The following paragraphs are given in a wrong order. For Questions 41-45, you are required to reorganize these paragraphs into a coherent article by choosing from the list A-G and filling them into the numbered boxes. Paragraphs C and F have been correctly placed. Mark your answers on ANSWER SHEET. (10 points)
A. These tools can help you win every argument-not in the unhelpful sense of beating your opponents but in the better sense of learning about the issues that divide people. learning why they disagree with us and learning to talk and work together with them. If we readjust our view of arguments –from a verbal fight or tennis game to a reasoned exchange through which we all gain mutual respect, and understanding---then we change the very nature of what it means to “win” an argument.
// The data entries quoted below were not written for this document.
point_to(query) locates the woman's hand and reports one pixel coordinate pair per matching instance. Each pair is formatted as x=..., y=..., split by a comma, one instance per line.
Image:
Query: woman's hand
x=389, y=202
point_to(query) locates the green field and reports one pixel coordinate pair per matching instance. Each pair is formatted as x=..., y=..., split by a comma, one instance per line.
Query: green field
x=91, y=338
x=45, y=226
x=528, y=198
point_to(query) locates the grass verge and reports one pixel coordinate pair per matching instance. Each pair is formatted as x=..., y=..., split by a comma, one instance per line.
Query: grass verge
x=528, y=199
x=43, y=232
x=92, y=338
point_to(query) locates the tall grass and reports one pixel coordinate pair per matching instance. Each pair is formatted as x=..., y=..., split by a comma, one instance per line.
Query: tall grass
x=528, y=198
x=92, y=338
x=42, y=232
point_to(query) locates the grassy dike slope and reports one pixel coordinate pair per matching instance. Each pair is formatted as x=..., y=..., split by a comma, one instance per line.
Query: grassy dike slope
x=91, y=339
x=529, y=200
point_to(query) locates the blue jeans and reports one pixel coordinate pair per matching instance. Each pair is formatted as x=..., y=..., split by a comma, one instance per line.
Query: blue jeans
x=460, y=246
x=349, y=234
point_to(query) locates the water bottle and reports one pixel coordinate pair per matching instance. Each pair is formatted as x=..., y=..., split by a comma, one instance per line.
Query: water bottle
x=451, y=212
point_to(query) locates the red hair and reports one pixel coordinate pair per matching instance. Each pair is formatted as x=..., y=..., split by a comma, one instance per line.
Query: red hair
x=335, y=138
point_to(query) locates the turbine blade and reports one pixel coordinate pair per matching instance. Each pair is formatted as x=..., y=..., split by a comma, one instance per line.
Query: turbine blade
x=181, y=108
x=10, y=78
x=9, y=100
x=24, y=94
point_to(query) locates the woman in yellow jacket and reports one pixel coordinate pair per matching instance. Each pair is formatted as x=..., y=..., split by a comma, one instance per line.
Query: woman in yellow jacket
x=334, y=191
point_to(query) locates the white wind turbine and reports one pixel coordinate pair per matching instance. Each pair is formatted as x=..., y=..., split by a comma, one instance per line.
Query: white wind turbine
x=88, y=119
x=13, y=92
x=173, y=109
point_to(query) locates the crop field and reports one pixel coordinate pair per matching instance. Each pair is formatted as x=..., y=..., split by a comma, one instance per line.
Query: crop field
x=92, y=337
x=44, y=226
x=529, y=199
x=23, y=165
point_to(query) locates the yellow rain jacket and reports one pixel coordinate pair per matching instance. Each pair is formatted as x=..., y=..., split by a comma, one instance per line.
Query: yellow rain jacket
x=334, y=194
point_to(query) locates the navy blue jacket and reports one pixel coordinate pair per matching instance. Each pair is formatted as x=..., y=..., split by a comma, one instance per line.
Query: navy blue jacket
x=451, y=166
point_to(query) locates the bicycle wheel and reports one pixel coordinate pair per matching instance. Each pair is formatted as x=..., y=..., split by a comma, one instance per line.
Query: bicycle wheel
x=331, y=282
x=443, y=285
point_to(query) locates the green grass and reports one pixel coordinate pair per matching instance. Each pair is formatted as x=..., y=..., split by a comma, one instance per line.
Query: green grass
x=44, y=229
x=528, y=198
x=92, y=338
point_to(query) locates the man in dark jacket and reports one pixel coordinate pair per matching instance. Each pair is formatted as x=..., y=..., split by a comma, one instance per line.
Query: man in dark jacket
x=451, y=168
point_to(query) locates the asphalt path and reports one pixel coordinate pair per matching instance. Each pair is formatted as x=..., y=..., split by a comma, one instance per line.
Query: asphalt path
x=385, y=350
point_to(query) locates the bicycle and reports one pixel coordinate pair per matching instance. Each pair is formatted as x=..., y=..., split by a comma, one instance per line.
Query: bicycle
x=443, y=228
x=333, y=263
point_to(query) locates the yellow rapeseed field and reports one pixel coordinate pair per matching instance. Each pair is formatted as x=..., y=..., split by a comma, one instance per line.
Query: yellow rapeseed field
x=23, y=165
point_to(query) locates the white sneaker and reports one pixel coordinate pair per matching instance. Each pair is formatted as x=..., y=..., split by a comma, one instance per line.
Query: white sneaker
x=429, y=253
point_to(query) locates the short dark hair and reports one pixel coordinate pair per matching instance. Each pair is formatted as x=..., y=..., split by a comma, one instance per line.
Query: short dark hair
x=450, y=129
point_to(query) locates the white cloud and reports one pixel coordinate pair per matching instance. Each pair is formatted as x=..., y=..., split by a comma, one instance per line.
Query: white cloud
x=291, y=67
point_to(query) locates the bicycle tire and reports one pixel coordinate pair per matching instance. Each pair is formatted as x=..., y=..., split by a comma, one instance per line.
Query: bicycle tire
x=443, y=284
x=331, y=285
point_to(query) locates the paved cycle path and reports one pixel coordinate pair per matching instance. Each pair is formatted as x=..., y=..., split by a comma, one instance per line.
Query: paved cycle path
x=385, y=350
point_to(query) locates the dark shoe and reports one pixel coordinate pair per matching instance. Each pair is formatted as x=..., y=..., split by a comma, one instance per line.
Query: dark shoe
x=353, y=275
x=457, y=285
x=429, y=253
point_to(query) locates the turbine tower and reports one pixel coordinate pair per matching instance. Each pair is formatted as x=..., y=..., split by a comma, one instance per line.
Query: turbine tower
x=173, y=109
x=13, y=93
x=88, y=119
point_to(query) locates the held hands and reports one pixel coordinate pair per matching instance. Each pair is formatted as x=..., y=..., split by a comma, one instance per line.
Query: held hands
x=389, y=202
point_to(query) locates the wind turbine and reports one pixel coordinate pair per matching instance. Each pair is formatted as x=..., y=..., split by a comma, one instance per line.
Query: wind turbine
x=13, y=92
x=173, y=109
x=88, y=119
B. Of course, many discussions are not so successful. Still, we need to be careful not to accuse opponents of bad arguments too quickly. We need to learn how to evaluate them properly. A large part of evaluation is calling out bad arguments, but we also need to admit good arguments by opponents and to apply the same critical standards to ourselves. Humility requires you to recognize weakness in your own arguments and sometimes also to accept reasons on the oppsite side.
C. None of these will be easy but you can start even if others refuse to. Next time you state your position, formulate an argument for what you claim and honestly ask yourself whether your argument is any good. Next time you talk with someone who takes a stand, ask them to give you a reason for their view. Spell out their argument fully and charitably. Assess its strength impartially. Raise objections and listen carefully to their replies.
D. Carnegie would be right if arguments were fights, which is how we often think of them. Like physical fights, verbal fights can leave both sides bloodied. Even when you win, you end up no better off. Your prospects would be almost as dismal if arguments were even just competitions-like, say, tennis games. Pairs of opponents hit the ball back and forth until one winner emerges from all who entered. Everybody else loses. This kind of thinking is why so many people try to avoid arguments, especially about politics and religion.
E. In his 1936 work How to Win Friends and Influence People, Dale Carnegie wrote: "There is only one way...to get the best of an argument-and that is to avoid it. "This aversion to arguments is common, but it depends on a mistaken view of arguments that causes profound problems for our personal and social lives- and in many ways misses the point of arguing in the first place.
F. These views of arguments also undermine reason. If you see a conversation as a fight or competition, you can win by cheating as long as you don't get caught. You will be happy to convince people with bad arguments. You can call their views stupid, or joke about how ignorant they are. None of these tricks will help you understand them, their positions or the issues that divide you, but they can help you win-in one way.
G. There is a better way to win arguments. Imagine that you favor increasing the minimum wage in our state, and I do not. If you yell, “Yes,”and I yell. “No,” neither of us learns anything. We neither understand nor respect each other, and we have no basis for compromise or cooperation. In contrast, suppose you give a reasonable argument: that full-time workers should not have to live in poverty. Then I counter with another reasonable argument: that a higher minimum wage will force businesses to employ fewer people for less time. Now we can understand each other's positions and recognize our shared values, since we both care about needy workers.